The series also introduced many young actors to the audience, such as Yves Rénier. Marc Eyraud was the only actor to play in the first, intermediary and second series.

=== Series 1 (1958–1973) ===

- Raymond Souplex as Commissioner inspector Antoine Bourrel (1958–1973)
- Jean Daurand as Deputy Dupuy
- Pierre Collet as Officer of the Police Judiciaire

=== Intermediary series (1974–1975) ===

- Christian Barbier as Commissioner Le Carré (1974–1975)
- Jacques Bouvier as The Judge (1974)
- Marc Eyraud as Inspector Ménardeau (1974–1975)
- Henri Lambert as Inspector Lindet (1974)

=== Series 2 (1975–1993) ===

- Jacques Debary as Commissioner Cabrol (1975–1992)
- Marc Eyraud as Inspector Ménardeau (1975–1992)
- Caroline Silhol as Commissioner Belmont (1988–1992)
- Marc Adjadj as Inspector Lamouri (1988–1992)
- Valérie Jonckeere as Daughter Georges Claisse

=== Series 3 (1993–1996) ===

- Pierre Santini as Commissioner Massard (1993–1996)
- Pierre Hoden as Inspector Antoine Barrier (1993–1996)

=== Guests ===

- Andrée Damant
- Artus de Penguern
- Aurélien Recoing
- Catherine Jacob
- Christine Citti
- Claire Maurier
- Claire Nadeau
- Claude Gensac
- Daniel Prévost
- Danièle Évenou
- Danièle Lebrun
- Dominique Blanc
- Édith Scob
- Fabienne Chaudat
- Francine Bergé
- François Marthouret
- François Morel
- François Perrot
- Françoise Bertin
- Geneviève Mnich
- Ginette Garcin
- Jackie Sardou
- Laure Duthilleul
- Liliane Rovère
- Magali Clément
- Marthe Villalonga
- Myriam Boyer
- Pascale Roberts
- Philippe Nahon
- Pierre Arditi
- Tonie Marshall
- Valérie Vogt
- Véra Belmont
- Yves Rénier

== Trivia ==
This programme was extremely successful until main actor Raymond Souplex left in November 1972. In recognition of his character, the following commissioners were no longer called Bourrel, but instead, Le Carré, Cabrol and Massard.

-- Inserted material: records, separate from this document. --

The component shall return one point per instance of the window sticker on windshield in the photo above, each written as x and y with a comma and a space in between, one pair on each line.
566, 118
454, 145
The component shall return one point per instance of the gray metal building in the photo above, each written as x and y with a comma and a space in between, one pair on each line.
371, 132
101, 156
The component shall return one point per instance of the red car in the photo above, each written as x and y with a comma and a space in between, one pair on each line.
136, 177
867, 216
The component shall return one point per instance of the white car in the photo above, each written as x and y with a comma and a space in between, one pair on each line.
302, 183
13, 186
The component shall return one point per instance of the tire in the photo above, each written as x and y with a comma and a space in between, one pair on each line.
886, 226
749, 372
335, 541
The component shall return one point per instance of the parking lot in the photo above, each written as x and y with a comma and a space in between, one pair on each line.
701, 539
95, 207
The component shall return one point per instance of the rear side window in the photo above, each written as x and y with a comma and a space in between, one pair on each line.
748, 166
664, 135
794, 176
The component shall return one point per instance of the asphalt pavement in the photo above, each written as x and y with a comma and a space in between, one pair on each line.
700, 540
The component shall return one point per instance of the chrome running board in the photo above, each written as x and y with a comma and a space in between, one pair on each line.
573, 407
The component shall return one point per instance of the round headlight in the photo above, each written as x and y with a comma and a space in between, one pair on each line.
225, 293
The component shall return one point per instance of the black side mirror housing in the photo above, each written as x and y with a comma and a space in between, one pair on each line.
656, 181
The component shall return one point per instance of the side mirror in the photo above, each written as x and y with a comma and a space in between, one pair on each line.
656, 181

Besides Claude Loursais, many directors wrote for this programme, notably Jean-Pierre Decourt, Bernard Hecht, Jean-Yves Jeudi, Guy Lessertisseur, Raymond Pontarlier and Guy Séligmann. The scripts for the first series were mostly written by Jean Cosmos, Fred Kassak and Louis C. Thomas.

The theme music played (on trumpet by Pierre Thibaud) during the opening sequence is called "Arsenic Blues" and was composed by Marc Lanjean.

The programme was referenced by Gotlib in many of his comic strips in the Rubrique-à-Brac series. Raymond Devos also references it in one of his sketches, "Ma dernière heure est arrivée".